49. keputusan akhir

486 73 11
                                    

Setelah kurang lebih 6 jam perjalanan akhirnya mereka berdua sampai di kampung halaman Haifa. Selama perjalanan pun keduanya diam saja, sibuk dengan isi kepalanya masing-masing, Berjam-jam di dalam mobil yang sama tanpa membicarakan apapun nyatanya bukanlah hal yang menyenangkan untuk dilakukan. Haifa bahkan merasakan otot lehernya terasa kaku karena dia terus-terusan menatap keluar jendela karena tak ingin bertemu tatap dengan sang suami di sampingnya.

"Assalamualaikum, Bapak" Haifa mengetuk pintu rumahnya, dia juga menatap sekeliling melihat kondisi rumahnya yang terasa sedikit berbeda. Haifa melirik ke arah suaminya yang langsung berdiri disampingnya, Haifa hanya menggeser sedikit posisi berdirinya menunjukan jika dia tak ingin dekat-dekat dengan pria itu.

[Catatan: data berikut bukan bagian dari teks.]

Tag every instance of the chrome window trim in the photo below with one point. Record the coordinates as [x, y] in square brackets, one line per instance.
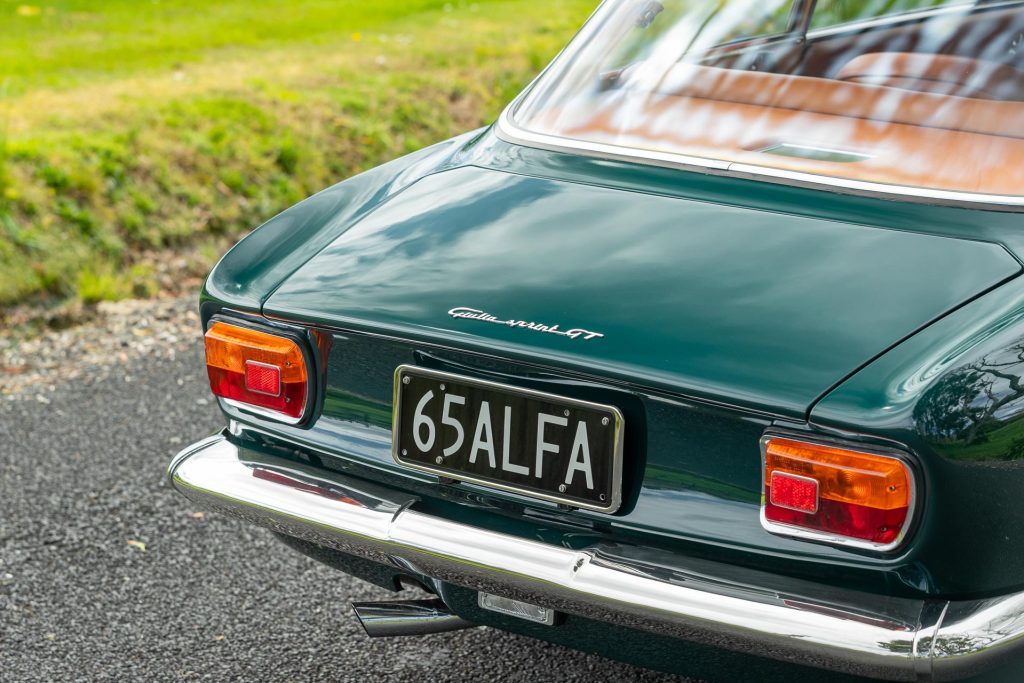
[616, 456]
[833, 539]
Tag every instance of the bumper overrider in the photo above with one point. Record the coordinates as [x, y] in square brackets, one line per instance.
[898, 639]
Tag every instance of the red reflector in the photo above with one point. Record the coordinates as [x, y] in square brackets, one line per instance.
[263, 378]
[256, 369]
[836, 494]
[794, 493]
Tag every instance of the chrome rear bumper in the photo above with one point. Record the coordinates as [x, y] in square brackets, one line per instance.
[719, 605]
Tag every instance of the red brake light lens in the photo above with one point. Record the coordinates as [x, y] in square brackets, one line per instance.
[836, 494]
[257, 369]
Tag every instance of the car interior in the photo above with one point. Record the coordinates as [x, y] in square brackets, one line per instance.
[932, 99]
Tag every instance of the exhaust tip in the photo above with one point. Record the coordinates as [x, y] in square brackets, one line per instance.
[408, 617]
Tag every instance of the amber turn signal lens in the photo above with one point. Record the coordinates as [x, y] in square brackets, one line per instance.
[835, 493]
[256, 369]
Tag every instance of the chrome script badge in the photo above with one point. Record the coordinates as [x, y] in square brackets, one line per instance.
[475, 314]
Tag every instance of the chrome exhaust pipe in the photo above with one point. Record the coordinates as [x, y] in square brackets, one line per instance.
[407, 617]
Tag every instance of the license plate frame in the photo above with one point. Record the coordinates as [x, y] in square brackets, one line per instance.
[610, 471]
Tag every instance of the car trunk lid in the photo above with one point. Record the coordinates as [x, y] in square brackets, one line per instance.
[751, 308]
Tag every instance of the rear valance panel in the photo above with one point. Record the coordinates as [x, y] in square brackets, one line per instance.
[728, 304]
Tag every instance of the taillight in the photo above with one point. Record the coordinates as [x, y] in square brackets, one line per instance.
[257, 370]
[835, 494]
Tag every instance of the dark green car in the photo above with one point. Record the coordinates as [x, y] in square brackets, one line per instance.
[708, 355]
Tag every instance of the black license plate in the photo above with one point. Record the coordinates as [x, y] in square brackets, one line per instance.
[525, 441]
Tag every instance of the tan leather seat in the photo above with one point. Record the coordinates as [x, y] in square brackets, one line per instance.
[940, 74]
[845, 98]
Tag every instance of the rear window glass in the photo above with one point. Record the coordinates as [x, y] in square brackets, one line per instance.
[922, 96]
[828, 12]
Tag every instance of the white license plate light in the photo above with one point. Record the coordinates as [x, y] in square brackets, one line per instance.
[536, 613]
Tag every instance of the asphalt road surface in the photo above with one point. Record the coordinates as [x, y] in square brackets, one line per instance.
[105, 573]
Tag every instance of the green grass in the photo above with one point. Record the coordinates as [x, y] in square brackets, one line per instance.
[136, 130]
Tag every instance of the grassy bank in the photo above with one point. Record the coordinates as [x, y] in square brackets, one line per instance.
[136, 135]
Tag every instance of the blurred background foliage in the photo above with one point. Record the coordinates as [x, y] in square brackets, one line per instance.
[139, 138]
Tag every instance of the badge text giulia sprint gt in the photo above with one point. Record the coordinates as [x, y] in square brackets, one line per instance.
[708, 355]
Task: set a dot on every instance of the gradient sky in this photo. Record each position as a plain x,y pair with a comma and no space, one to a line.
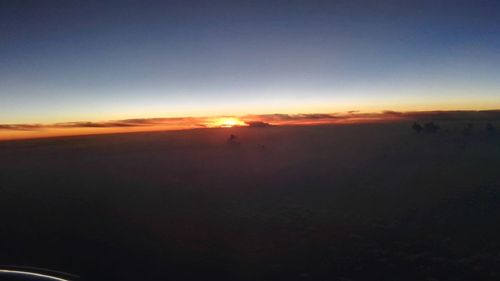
72,60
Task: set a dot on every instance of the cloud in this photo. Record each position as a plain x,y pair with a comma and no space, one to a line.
20,127
257,124
266,120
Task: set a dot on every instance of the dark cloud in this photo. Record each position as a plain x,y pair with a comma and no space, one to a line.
257,124
272,119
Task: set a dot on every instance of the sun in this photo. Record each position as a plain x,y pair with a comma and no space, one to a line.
227,122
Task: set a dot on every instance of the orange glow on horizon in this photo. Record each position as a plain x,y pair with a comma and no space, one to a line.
225,122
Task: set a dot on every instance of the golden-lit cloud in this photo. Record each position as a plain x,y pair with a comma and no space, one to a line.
23,131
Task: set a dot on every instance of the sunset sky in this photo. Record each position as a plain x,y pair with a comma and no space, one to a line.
71,61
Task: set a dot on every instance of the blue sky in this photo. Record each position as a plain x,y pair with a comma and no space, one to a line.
99,60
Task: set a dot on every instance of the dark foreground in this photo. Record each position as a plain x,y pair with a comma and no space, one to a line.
358,202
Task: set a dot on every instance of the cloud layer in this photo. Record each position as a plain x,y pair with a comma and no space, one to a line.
266,120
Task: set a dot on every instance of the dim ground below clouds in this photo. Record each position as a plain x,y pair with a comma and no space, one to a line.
297,202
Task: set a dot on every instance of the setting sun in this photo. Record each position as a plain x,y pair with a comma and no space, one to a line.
227,122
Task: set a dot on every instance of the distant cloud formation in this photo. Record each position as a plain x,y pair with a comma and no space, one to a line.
266,120
258,124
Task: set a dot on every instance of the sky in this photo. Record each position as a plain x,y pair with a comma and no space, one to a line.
69,60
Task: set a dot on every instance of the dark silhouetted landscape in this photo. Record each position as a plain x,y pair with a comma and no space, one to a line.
329,202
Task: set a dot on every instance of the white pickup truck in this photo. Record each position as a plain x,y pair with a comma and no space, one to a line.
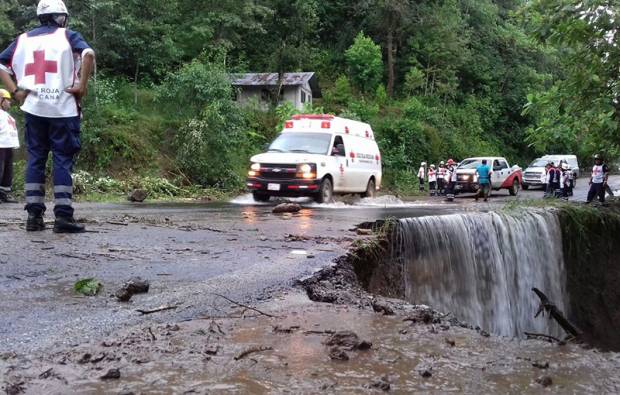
503,176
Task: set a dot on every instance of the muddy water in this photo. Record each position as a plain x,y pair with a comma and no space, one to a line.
299,363
482,267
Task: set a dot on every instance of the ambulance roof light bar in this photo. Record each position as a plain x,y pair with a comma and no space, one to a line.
322,117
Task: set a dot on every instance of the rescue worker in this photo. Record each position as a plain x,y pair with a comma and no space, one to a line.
565,181
422,175
546,184
9,140
553,180
441,173
598,180
432,180
51,66
452,178
484,180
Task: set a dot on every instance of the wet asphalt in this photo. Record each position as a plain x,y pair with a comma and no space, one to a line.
188,251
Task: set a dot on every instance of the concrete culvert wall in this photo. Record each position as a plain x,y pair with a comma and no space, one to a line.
482,267
591,244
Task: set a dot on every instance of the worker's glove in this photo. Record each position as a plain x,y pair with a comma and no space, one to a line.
20,96
79,91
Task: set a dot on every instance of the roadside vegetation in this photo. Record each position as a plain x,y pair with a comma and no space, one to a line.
435,79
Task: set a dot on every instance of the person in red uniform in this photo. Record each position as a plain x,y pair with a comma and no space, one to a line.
47,70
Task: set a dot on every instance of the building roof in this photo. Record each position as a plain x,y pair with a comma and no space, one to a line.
271,79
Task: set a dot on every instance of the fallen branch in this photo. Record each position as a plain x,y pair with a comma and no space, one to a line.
547,306
245,306
157,310
252,350
541,335
325,332
153,338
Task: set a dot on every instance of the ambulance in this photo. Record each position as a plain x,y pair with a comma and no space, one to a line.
318,156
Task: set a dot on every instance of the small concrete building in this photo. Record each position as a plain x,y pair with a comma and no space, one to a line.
297,88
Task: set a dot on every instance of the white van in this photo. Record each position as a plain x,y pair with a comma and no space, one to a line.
535,174
318,156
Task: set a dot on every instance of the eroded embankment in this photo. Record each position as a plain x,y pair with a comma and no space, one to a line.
481,267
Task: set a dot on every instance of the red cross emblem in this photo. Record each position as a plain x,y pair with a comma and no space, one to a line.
40,67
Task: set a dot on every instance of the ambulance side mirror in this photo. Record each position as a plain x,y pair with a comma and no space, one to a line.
338,150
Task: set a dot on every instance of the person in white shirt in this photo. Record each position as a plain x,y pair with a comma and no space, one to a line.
9,140
598,180
422,175
432,180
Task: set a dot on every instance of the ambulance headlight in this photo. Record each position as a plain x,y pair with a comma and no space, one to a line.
306,171
305,168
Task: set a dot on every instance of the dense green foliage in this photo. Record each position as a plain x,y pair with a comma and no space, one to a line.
582,106
435,78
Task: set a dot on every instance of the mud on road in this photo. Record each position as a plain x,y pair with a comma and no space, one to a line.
291,344
204,263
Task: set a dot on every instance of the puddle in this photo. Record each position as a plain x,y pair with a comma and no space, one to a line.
347,201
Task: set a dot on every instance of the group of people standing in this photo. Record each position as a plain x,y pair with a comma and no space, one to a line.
559,181
441,180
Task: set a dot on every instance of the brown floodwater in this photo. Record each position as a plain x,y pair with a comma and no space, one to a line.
298,362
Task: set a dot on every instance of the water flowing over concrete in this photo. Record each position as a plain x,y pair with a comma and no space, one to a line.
482,267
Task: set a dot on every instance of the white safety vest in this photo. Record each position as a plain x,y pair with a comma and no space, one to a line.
45,66
432,176
8,131
598,177
453,177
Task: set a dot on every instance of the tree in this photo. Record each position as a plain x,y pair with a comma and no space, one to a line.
583,105
364,63
389,18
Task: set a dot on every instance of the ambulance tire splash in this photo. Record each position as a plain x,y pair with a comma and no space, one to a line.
371,189
326,192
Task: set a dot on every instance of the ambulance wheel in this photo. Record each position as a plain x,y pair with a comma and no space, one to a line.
326,192
514,190
371,189
260,197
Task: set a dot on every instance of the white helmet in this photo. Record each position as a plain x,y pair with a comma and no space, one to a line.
51,7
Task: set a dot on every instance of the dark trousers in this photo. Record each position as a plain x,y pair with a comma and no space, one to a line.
61,137
432,186
484,191
450,190
440,185
596,190
6,169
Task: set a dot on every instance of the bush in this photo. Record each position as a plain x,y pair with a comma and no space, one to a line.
364,63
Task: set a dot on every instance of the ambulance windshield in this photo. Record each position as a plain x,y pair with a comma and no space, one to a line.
311,143
470,164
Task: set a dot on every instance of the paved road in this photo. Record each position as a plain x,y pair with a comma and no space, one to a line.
187,251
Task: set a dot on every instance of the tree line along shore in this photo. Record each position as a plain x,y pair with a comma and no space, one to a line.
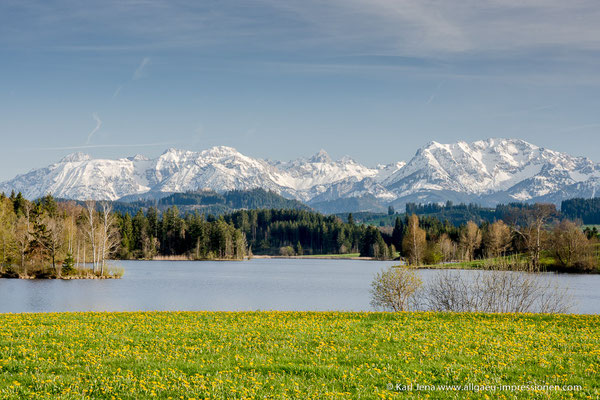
67,239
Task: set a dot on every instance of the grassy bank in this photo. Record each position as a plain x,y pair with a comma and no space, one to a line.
294,355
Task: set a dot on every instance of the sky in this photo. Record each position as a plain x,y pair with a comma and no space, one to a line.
281,79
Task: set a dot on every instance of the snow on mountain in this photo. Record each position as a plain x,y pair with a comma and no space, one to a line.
511,169
487,171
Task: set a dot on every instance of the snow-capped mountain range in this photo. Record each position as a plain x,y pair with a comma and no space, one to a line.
487,172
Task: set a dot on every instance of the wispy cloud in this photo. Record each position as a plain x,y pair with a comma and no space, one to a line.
100,146
581,127
117,91
139,72
96,129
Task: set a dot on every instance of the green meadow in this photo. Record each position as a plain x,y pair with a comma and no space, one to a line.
298,355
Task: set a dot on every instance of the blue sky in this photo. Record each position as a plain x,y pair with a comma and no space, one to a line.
374,79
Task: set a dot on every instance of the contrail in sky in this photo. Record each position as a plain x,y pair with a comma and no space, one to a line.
98,125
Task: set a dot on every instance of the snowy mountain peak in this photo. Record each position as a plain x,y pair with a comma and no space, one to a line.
76,157
321,157
221,151
487,171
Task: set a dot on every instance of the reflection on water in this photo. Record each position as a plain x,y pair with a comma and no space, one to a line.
259,284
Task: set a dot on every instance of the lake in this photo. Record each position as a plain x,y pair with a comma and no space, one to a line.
258,284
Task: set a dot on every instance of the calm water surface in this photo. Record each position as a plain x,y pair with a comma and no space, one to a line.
259,284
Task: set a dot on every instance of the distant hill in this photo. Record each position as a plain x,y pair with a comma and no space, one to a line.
210,202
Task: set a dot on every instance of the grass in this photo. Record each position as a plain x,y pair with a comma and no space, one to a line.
294,355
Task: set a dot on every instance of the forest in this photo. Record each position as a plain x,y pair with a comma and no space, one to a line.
63,239
584,210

Tak sebarapa lama pintu rumahnya terbuka, memunculkan sosok bapaknya yang terlihat lebih kurus dari terakhir kali dia pergi dari tempat ini. "waalaikumussalam" bapaknya itu membuka pintu lebih lebar, lalu keluar dari dalam rumahnya dengan wajah heran. "Kalian pulang kenapa tidak bilang-bilang Bapak?"

"Haifa rindu Bapak katanya" Kevin menjawab seraya melirik Haifa yang tetap mendiamkannya. Dia lalu berjalan mendekat dan menyalimi bapak mertuanya itu "Bapak bagaimana, sehat?"

"Alhamdulillah Bapak sehat, ya sudah ayo masuk dulu, di luar panas"

Haifa memperhatikan interaksi keduanya, mengapa suaminya itu harus bersikap layaknya pria baik-baik. Apakah pria itu lupa jika sebentar lagi mereka tak punya hububgan apa-apa. jadi, tak perlu bersikap baik dan memberikan harapan pada bapaknya.

Kevin melirik ke arah istrinya yang justru diam saja "Haifa, ayo masuk" Kevin berniat meraih tas milik istrinya yang saat itu juga langsung dihalangi wanita itu. Haifa berjalan masuk meninggalkannya diluar bersama bapaknya yang terlihat kebingungan

"kalian berdua bertengkar?"

Kevin hanya tersenyum sekilas,"biasa pak, namanya juga suami istri pasti ada saja masalahnya"

"Sebagai kepala keluarga kamu harus bisa menyelesaikan masalah seperti ini. Jangan biarkan masalah sekecil apapun berlarut-larut dan justru akan menjadi bom waktu untuk pernikahan kalian."

Kevin mengangguk, lalu mengajak bapak mertuanya untuk masuk menyusul istrinya yang sudah masuk terlebih dahulu. Sedikit mengobrol seraya menanyakan kabar dengan bapaknya, Kevin undur diri untuk menyusul istrinya yang sudah masuk ke dalam kamar terlebih dahulu.

Dia sedikit bersyukur saat pintu kamar istrinya tak terkunci.  Membuka pintunya perlahan, Kevin mendapati istrinya yang terlihat sedang membenahi isi kamarnya yang terkesan berdebu. Kevin mendekat, berniat membantu wanita itu memasang sprei baru untuk kasur mereka. "Sini biar mas bantu, kamu belum sehat untuk melakukan ini semua"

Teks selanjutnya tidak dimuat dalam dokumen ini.